Componente­s de un prodigio.

No es casual que en estos meses estemos celebrando efemérides que se tocan, se juntan, se entrelazan como un sistema de vasos comunicant­es cuyos denominado­res comunes son: los temas sociales, la guerra de Vietnam, la liberación femenina (su inicio, al menos), la revolución sexual, la contracult­ura, el uso del sintetizad­or Moog por ejemplo en la banda sonora de Apocalyse Now, de Francis Ford Coppola, música escrita por su padre, Carmine Coppola, la nítida efervescen­cia de la alegría.

Cincuenta años de Apocalypse Now, de Easy Rider, de Midgnith cowboy, de

El Graduado. Cincuenta años de la ignición en pos de la utopía.

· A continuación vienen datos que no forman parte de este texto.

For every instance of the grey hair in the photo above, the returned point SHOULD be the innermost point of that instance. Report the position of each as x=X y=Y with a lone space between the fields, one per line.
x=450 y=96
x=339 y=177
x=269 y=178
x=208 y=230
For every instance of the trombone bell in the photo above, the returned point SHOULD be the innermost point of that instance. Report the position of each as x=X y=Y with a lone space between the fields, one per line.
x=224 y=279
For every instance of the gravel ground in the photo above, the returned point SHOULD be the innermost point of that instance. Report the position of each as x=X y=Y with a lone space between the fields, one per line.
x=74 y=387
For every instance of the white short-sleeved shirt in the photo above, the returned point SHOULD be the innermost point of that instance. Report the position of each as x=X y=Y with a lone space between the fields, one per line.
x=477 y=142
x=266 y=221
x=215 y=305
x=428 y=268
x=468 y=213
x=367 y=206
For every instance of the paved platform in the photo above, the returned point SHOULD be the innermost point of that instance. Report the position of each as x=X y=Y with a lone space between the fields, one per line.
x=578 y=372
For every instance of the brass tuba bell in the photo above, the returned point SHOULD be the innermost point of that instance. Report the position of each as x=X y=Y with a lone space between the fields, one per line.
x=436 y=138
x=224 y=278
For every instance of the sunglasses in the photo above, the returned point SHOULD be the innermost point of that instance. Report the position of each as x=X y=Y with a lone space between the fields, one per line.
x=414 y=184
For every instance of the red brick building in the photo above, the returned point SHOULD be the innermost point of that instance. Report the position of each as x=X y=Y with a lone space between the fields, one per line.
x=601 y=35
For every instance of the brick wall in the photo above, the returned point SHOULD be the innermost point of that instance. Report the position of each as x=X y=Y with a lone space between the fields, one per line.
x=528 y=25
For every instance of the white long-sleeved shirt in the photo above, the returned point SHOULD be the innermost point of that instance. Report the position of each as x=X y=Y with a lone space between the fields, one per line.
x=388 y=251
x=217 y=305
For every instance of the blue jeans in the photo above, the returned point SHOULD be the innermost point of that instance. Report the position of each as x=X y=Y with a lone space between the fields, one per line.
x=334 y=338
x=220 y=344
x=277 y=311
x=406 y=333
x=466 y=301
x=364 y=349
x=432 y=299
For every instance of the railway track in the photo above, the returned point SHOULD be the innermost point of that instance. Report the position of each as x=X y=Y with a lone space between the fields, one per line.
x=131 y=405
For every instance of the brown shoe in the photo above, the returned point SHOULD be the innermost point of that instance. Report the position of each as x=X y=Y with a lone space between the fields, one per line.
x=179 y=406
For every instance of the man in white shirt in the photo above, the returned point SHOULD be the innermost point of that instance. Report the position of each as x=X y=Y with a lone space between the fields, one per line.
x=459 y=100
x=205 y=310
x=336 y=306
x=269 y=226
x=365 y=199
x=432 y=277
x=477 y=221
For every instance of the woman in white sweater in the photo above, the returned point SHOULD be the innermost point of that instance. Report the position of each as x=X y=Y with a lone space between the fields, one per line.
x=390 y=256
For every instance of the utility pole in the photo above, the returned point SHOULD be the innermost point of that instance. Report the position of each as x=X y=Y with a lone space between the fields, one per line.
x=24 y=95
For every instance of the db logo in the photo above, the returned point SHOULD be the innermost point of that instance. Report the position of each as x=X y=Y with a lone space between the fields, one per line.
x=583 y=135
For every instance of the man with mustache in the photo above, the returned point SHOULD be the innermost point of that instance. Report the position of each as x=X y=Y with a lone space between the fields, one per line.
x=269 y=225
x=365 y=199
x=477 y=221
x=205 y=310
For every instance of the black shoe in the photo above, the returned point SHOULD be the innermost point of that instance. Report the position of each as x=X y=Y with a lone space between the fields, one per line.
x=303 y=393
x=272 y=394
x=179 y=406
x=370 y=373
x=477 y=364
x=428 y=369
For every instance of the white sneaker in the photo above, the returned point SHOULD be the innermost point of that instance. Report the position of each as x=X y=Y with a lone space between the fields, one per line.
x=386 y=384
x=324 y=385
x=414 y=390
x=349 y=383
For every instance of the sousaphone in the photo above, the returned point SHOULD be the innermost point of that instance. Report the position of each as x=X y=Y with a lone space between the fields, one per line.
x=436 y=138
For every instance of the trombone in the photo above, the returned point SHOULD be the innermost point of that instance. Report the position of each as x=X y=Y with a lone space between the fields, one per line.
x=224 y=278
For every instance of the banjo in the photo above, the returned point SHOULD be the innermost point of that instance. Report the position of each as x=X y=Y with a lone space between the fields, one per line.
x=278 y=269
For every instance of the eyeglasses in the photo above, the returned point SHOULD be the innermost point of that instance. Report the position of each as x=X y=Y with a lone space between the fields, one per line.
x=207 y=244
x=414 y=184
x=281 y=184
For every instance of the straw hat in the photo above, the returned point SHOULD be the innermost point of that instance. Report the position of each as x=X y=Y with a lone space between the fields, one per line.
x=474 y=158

He aquí algunos elementos que propongo para lavarnos los oídos y volver a escuchar, con oídos vírgenes de nuevo, una obra de arte que como todo clásico, nunca será comprendid­o a cabalidad, como no lo han sido las sonatas de Beethoven ni muchos cuadros de Picasso ni siquiera la Mona Lisa de Da Vinci, tan cerca de nosotros y tan cerca del misterio.

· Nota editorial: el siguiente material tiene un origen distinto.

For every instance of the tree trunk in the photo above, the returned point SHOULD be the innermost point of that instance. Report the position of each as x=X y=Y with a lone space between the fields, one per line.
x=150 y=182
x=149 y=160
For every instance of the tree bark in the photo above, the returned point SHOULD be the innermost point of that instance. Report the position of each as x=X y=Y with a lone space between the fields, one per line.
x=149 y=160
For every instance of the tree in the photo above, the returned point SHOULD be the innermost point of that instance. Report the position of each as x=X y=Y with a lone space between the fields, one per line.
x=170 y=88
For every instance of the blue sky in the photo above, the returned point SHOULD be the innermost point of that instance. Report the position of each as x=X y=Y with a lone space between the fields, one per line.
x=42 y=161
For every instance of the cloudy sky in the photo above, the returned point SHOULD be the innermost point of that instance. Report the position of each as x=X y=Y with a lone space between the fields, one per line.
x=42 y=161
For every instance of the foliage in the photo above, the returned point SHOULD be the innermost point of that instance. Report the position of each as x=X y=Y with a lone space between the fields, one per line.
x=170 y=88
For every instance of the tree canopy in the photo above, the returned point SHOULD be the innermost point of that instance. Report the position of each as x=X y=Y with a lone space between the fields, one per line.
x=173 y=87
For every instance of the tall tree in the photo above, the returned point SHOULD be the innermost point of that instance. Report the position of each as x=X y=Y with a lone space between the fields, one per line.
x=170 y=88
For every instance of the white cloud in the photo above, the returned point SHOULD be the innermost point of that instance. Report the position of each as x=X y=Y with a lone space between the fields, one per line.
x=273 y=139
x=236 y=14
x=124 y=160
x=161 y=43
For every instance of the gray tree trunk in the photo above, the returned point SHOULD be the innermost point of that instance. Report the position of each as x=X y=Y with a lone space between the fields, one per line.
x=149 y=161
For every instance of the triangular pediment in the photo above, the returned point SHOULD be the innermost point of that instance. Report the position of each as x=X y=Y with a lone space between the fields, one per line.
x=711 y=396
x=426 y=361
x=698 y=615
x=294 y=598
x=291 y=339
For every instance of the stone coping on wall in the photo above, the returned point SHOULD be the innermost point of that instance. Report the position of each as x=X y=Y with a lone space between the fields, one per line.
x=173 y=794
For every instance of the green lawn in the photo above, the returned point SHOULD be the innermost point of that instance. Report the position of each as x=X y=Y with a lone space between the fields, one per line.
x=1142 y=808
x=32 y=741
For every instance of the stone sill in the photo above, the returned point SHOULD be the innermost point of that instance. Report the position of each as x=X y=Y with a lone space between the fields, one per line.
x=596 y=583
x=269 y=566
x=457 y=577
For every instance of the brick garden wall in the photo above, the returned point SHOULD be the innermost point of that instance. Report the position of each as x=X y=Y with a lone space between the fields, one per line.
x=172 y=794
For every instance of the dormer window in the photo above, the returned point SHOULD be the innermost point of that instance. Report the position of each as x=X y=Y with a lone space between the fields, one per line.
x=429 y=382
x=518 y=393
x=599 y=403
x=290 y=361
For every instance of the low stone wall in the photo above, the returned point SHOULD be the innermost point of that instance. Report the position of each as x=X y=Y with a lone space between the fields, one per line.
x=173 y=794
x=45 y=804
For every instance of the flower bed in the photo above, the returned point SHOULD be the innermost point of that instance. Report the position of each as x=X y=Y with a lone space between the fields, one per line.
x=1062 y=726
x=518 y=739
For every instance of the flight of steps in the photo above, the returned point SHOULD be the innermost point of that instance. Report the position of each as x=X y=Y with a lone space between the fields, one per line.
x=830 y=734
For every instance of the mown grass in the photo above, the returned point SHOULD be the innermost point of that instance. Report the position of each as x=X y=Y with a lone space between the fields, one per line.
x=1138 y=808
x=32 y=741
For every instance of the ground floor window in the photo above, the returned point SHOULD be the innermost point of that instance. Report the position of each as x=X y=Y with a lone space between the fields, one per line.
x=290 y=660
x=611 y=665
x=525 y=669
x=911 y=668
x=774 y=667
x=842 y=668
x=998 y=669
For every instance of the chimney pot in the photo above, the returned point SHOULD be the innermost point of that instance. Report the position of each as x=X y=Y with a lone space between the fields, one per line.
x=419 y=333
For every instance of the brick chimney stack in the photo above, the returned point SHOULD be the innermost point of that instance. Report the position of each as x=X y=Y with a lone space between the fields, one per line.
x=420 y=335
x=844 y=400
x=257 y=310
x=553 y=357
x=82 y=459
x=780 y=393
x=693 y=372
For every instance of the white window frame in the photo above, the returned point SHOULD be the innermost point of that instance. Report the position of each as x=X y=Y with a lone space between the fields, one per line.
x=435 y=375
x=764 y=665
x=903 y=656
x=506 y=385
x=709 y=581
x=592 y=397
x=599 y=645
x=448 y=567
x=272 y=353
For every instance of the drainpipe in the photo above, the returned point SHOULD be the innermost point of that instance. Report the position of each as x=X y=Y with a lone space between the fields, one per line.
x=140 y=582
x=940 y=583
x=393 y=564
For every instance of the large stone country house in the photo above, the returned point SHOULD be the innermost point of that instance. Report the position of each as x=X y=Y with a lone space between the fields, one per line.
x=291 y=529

No hace falta que usted, hermosa lectora, amable lector, deje de lado su andamiaje emocional, su historia personal, su relación muy íntima con este disco. Al contrario, permita que fluya de manera semejante a como ocurre cuando escuchamos la música de Bach, tan sencilla, tan amable, tan amena, tan pero tan parecida en sus efectos cerebrales, emocionale­s y artísticos a la música de los Bítles.

Va. Pongamos a sonar el disco.

Percute en nosotros el corazón de lo contrario a las tinieblas: la luminosa música de Harrison (Here comes the sun), la algarabía de Star (Octopus’s Garden), el genio melodista de McCartney (ocho de las 17 piezas del disco) y el genio inconmensu­rable de Juanito Lenin (la mano que mece la cuna).

Pongamos a sonar el Abbey Road. Celebremos.